This afternoon the DHS ICS-CERT published two control system advisories for products from Schneider and Advantech.
This advisory describes a cross-site scripting vulnerability in the Schneider Electric PowerLogic PM8ECC communications add-on module for the Series 800 PowerMeter. The vulnerability is apparently self-reported. Schneider has produced a firmware update for the module.
Schneider published their Security Notice on this vulnerability on May 11th, 2016.
This advisory describes multiple vulnerabilities in the Advantech WebAccess product. The vulnerabilities were reported by Zhou Yu of Acorn Network Security. Advantech has produced a new version that mitigates the vulnerabilities.
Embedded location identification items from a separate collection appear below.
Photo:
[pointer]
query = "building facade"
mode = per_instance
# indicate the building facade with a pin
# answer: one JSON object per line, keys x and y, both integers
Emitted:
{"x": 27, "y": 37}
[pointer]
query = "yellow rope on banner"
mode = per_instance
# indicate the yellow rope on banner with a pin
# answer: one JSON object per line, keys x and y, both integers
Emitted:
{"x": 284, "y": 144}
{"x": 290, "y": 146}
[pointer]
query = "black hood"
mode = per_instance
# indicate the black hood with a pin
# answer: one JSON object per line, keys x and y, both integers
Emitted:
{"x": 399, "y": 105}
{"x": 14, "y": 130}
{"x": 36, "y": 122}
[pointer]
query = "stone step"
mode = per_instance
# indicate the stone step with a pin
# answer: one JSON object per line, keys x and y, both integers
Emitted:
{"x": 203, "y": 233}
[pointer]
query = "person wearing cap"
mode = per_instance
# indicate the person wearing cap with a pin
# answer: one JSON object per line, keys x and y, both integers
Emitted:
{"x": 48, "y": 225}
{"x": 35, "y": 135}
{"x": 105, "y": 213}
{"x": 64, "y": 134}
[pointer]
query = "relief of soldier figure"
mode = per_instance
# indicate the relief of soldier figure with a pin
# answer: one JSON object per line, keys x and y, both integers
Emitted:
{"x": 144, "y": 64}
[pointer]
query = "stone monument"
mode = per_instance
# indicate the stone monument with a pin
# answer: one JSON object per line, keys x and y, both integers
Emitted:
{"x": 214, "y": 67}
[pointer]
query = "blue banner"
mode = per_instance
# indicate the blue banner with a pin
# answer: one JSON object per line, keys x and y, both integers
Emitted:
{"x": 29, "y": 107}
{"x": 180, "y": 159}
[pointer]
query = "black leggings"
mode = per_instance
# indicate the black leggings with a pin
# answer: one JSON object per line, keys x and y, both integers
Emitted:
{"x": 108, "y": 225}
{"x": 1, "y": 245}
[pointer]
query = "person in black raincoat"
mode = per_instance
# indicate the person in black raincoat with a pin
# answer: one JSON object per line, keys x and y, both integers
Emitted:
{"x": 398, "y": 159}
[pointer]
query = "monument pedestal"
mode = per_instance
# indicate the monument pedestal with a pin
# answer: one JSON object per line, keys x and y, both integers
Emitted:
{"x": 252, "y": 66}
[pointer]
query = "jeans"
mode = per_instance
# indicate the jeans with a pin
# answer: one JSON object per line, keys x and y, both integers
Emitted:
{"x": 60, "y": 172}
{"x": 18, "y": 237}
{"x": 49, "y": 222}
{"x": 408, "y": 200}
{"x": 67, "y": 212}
ICS-CERT reports that Zhou has had a chance verify the efficacy of the fix.
The vulnerabilities include:
• Unsafe ActiveX controls marked as safe for scripting - CVE-2016-4525; and
• Classic buffer overflow - CVE-2016-4528.
ICS-CERT reports that a social engineering attack is required to exploit these vulnerabilities, but a successful exploit could allow an attacker to insert and run arbitrary code on an affected system.
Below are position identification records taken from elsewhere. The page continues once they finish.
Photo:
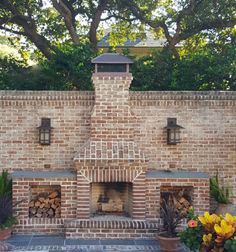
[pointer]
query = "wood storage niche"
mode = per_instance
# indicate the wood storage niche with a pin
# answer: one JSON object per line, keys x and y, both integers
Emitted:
{"x": 179, "y": 197}
{"x": 45, "y": 201}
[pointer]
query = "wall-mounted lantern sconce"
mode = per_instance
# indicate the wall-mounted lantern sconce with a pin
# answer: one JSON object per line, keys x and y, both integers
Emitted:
{"x": 45, "y": 131}
{"x": 173, "y": 131}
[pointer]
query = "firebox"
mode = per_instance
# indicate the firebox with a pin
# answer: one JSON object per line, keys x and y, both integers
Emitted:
{"x": 111, "y": 199}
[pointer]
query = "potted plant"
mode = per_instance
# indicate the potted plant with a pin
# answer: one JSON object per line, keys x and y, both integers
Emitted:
{"x": 210, "y": 233}
{"x": 7, "y": 220}
{"x": 221, "y": 195}
{"x": 169, "y": 240}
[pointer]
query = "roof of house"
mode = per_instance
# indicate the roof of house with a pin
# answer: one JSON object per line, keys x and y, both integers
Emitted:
{"x": 112, "y": 58}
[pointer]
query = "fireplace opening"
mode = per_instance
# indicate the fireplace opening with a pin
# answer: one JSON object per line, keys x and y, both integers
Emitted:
{"x": 111, "y": 199}
{"x": 45, "y": 201}
{"x": 179, "y": 197}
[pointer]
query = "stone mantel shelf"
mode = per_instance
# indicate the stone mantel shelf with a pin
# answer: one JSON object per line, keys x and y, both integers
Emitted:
{"x": 176, "y": 174}
{"x": 43, "y": 174}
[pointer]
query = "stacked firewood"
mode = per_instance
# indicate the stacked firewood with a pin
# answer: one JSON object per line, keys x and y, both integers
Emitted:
{"x": 179, "y": 200}
{"x": 47, "y": 205}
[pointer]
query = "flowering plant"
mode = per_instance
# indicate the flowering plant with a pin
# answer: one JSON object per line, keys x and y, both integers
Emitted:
{"x": 210, "y": 232}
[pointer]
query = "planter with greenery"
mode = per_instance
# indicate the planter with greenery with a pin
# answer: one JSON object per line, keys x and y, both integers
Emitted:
{"x": 221, "y": 195}
{"x": 7, "y": 220}
{"x": 210, "y": 233}
{"x": 169, "y": 240}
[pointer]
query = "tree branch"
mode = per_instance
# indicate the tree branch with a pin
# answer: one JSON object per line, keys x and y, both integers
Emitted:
{"x": 95, "y": 22}
{"x": 69, "y": 18}
{"x": 214, "y": 24}
{"x": 12, "y": 31}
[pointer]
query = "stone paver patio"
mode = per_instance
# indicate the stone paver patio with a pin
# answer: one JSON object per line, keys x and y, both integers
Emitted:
{"x": 53, "y": 243}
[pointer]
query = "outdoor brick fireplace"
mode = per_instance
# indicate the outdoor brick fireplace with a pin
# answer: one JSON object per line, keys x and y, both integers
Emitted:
{"x": 109, "y": 162}
{"x": 111, "y": 198}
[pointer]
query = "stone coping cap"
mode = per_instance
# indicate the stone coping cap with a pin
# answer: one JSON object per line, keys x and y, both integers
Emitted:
{"x": 134, "y": 95}
{"x": 43, "y": 174}
{"x": 176, "y": 174}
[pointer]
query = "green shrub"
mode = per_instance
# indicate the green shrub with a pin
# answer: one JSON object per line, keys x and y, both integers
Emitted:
{"x": 220, "y": 194}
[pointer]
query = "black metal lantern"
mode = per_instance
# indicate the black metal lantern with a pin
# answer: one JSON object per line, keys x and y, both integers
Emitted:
{"x": 112, "y": 62}
{"x": 173, "y": 131}
{"x": 45, "y": 131}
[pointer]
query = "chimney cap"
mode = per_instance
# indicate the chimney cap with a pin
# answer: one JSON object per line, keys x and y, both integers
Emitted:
{"x": 112, "y": 58}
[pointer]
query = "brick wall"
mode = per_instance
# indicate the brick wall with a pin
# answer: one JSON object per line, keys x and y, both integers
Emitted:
{"x": 20, "y": 115}
{"x": 208, "y": 144}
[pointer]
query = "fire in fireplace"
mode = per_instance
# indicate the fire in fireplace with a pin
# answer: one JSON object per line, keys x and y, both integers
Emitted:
{"x": 111, "y": 198}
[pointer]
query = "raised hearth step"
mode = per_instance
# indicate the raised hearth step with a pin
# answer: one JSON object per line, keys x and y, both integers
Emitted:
{"x": 111, "y": 229}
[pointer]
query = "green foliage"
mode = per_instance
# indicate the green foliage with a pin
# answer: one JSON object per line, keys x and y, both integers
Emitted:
{"x": 5, "y": 184}
{"x": 70, "y": 68}
{"x": 220, "y": 194}
{"x": 192, "y": 237}
{"x": 230, "y": 245}
{"x": 153, "y": 72}
{"x": 207, "y": 68}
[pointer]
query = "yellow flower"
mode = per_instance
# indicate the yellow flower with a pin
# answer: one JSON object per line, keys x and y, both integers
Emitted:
{"x": 192, "y": 223}
{"x": 230, "y": 219}
{"x": 224, "y": 230}
{"x": 207, "y": 239}
{"x": 209, "y": 220}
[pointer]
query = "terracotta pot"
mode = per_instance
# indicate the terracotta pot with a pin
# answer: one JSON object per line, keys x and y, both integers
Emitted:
{"x": 170, "y": 244}
{"x": 5, "y": 233}
{"x": 226, "y": 208}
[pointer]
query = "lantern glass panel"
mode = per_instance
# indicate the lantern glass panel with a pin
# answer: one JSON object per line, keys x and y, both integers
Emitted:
{"x": 177, "y": 135}
{"x": 44, "y": 136}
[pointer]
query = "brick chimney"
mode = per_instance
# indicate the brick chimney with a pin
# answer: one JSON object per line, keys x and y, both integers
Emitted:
{"x": 112, "y": 123}
{"x": 111, "y": 118}
{"x": 111, "y": 155}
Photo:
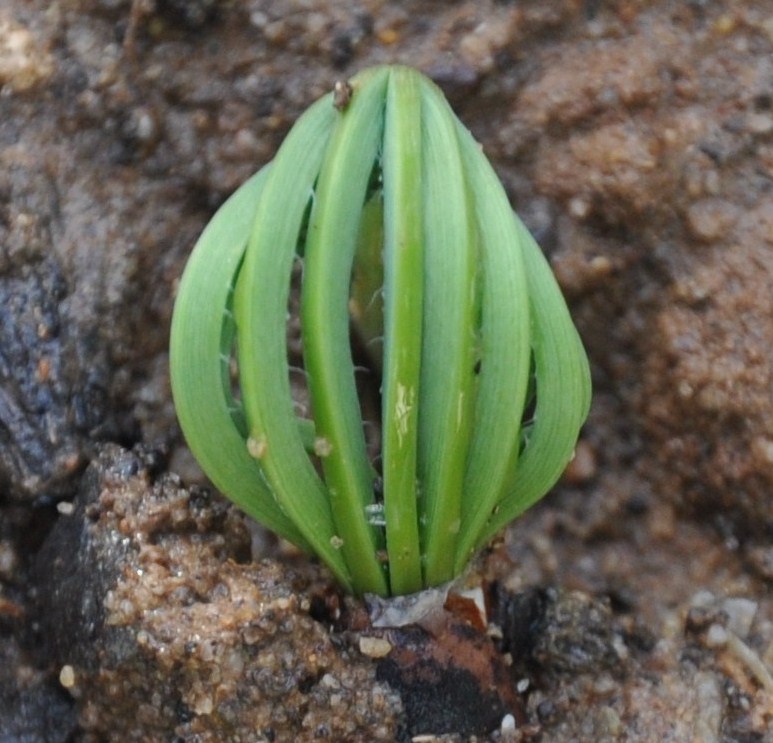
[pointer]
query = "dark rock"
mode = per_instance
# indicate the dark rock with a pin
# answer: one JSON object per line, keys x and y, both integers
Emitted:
{"x": 33, "y": 708}
{"x": 558, "y": 631}
{"x": 144, "y": 592}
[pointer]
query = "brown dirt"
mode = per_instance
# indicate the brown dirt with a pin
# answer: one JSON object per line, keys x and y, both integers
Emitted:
{"x": 636, "y": 140}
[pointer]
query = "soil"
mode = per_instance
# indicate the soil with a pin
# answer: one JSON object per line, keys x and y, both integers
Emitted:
{"x": 632, "y": 604}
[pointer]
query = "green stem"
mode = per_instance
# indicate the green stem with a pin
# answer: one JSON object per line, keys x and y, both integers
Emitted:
{"x": 448, "y": 359}
{"x": 330, "y": 247}
{"x": 260, "y": 304}
{"x": 403, "y": 289}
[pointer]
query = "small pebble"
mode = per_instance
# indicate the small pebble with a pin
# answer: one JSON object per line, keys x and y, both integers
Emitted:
{"x": 375, "y": 647}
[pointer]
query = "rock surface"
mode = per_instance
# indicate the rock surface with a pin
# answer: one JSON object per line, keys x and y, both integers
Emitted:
{"x": 635, "y": 140}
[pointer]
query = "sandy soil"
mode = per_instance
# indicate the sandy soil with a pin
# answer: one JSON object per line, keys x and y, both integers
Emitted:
{"x": 635, "y": 139}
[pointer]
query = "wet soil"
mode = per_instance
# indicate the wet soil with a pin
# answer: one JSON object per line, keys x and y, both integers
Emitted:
{"x": 635, "y": 139}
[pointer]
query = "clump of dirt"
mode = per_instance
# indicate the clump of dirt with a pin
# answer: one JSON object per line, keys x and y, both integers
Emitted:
{"x": 635, "y": 140}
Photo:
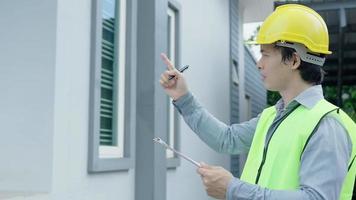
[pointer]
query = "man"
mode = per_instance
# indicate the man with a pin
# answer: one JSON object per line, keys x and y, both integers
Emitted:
{"x": 301, "y": 148}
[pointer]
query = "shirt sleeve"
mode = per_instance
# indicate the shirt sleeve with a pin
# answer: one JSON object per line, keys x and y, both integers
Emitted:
{"x": 234, "y": 139}
{"x": 324, "y": 166}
The Advantech version notes for the new version (8.1_20160519) produced to correct these vulnerabilities mentions ‘buffer-overrun’ vulnerabilities in BwAspObj.dll and cellvision.ocx, but it does not mention any ActiveX vulnerabilities. It does, however, mention a vulnerability to reveal password in Project User web page that was not mentioned in the ICS-CERT advisory.